本研究利用表面增強拉曼散射（Surface-Enhanced Raman Scattering, SERS）分析纖維化的肝細胞，希望能以這種光譜技術量化肝細胞纖維化的程度。由於物理拉伸的方式無法進行定量分析，我們在肝細胞樣品中添加不同濃度的化學藥劑(Transforming growth factor beta, TGF-β)，以得到不同程度的纖維化細胞。根據文獻，膠原蛋白的過度沉積是肝纖維化的一個主要特徵，且1315 cm-1為膠原蛋白拉曼共振所造成的特徵峰。在實驗中，我們觀察到TGF-β添加下肝纖維化細胞在相關特徵峰強度上呈現成長趨勢。此外，為了進一步深入了解纖維化的程度，我們增加了放置時間，結果顯示隨著時間的延長，纖維化的程度越明顯。SERS是一種高速、精準、非侵入性的檢測技術，本研究以SERS確認了TGF-β濃度、TGF-β浸泡時間和肝細胞纖維化之間的關聯性，有潛力應用至臨床診斷。

This study employs surface-enhanced Raman scattering (SERS) to analyze the fibrosis of human hepatic cells.
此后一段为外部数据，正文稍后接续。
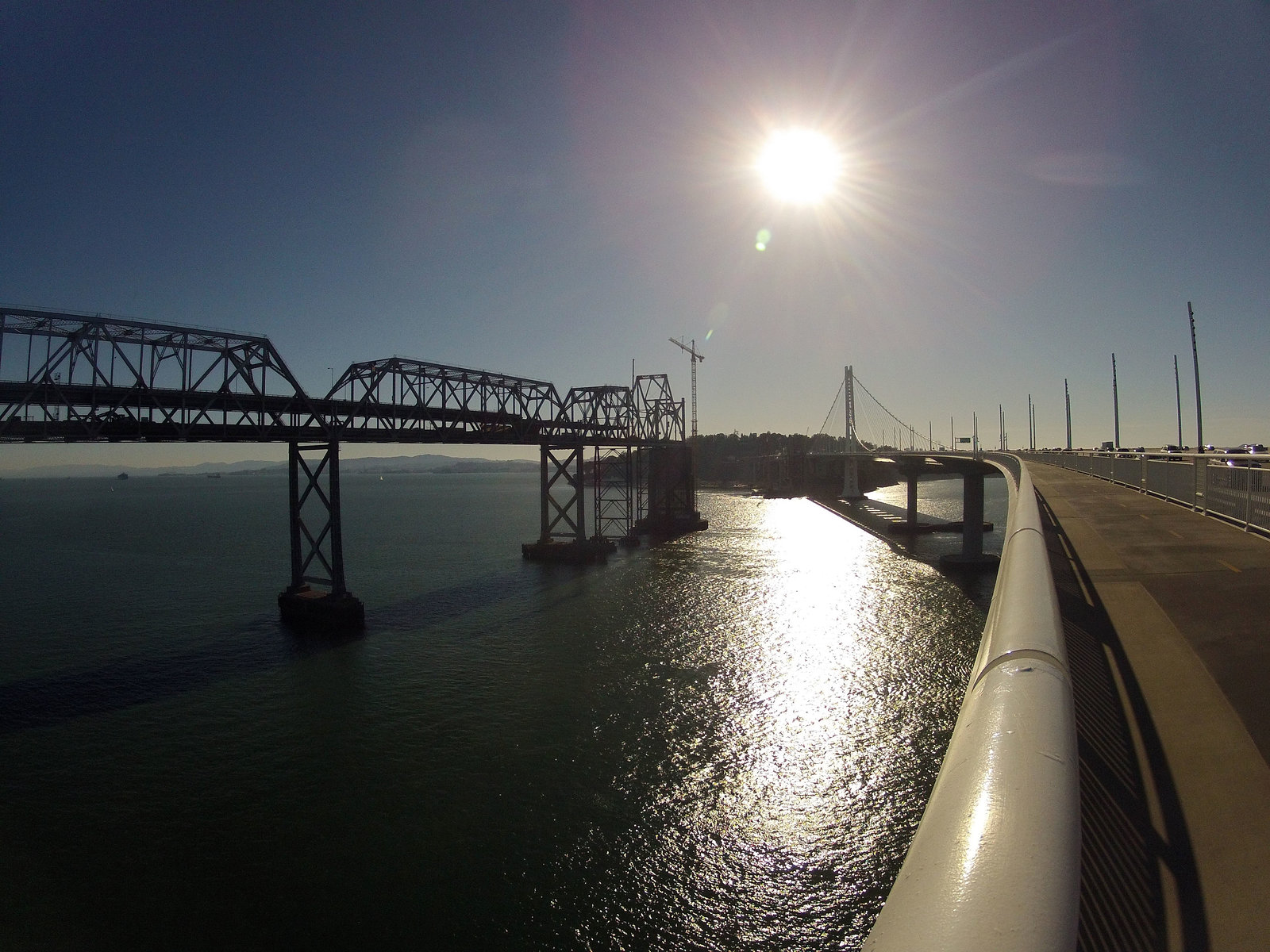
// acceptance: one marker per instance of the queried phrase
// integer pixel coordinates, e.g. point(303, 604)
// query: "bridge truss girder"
point(563, 493)
point(615, 486)
point(317, 543)
point(106, 378)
The goal is to investigate the impact of chemical additive (Transforming growth factor beta, TGF-β) concentration on the behavior of liver fibrosis cells. Since the physical means (stretching) was not suitable for quantification analysis, we immerse the cells in the solution with varied TGF-β concentrations, aiming to see the degree of cell fibrosis vis the SERS spectra. According to the literatures, excessive deposition of collagen protein is a key characteristic of liver fibrosis, with the Raman characteristic peak at 1315 cm-1. In the experiment, we observed the increased SERS intensity at 1315 cm-1 with the liver fibrosis cells in TGF-β. Furthermore, to gain a deeper understanding of the extent of fibrosis, we extended the incubation time, and saw that the cell fibrosis becomes more pronounced with increased incubation time. These findings provide important insights into the relationship between TGF-β concentration, incubation time, and cellular responses in liver fibrosis.The SERS technique, with the advantages of high throughput, high sensitivity and non-invasion,is of high potential for clinical applications.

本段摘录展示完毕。